Корпус из одного драгунского и трех казачьих полков, по мысли командования, должен был поддержать общее наступление. Ушел от Духовщины в рейд к самой границе Белоруссии. Поначалу их обступали поля да дубравы, дававшие роздых на сухой земле. А потом, минуя сосны, из-под ног вдруг выскочил мокрый ельник. Речки набухли, норовили разлиться в озера, по заболоченным берегам которых с трудом продирались даже видавшие виды казачьи лошади. Ноги у них вязли, брюхо елозило то по тине, то по осоке.

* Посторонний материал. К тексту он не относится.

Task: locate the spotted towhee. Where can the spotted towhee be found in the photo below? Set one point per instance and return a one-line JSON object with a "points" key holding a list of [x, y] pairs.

Наступление отменили. Летучий корпус оторвался от общих коммуникаций и пропал в лесах. Не беда. От противника отваливались целые дивизии. Скажем, Евгений Богарне со своими итальянцами. Получил приказ идти параллельно остальной армии, свернул с дороги и растворился в тех же чащебах. Теперь «партизаны»[19] кругами ходили друг за другом, принимая окраинные отряды за границы чужих армий и пребывая в тоскливом «поиске» месторасположения противника.
Вслепую.
Участников партии беспокоил один вопрос: где свои? Своих же, то есть Главную армию – где чужие? А Бенкендорфа, при взгляде на окружающее безлюдье не оставляла мысль: здесь можно не только войну, конец света пересидеть, ничего не узнав о пришествии Антихриста.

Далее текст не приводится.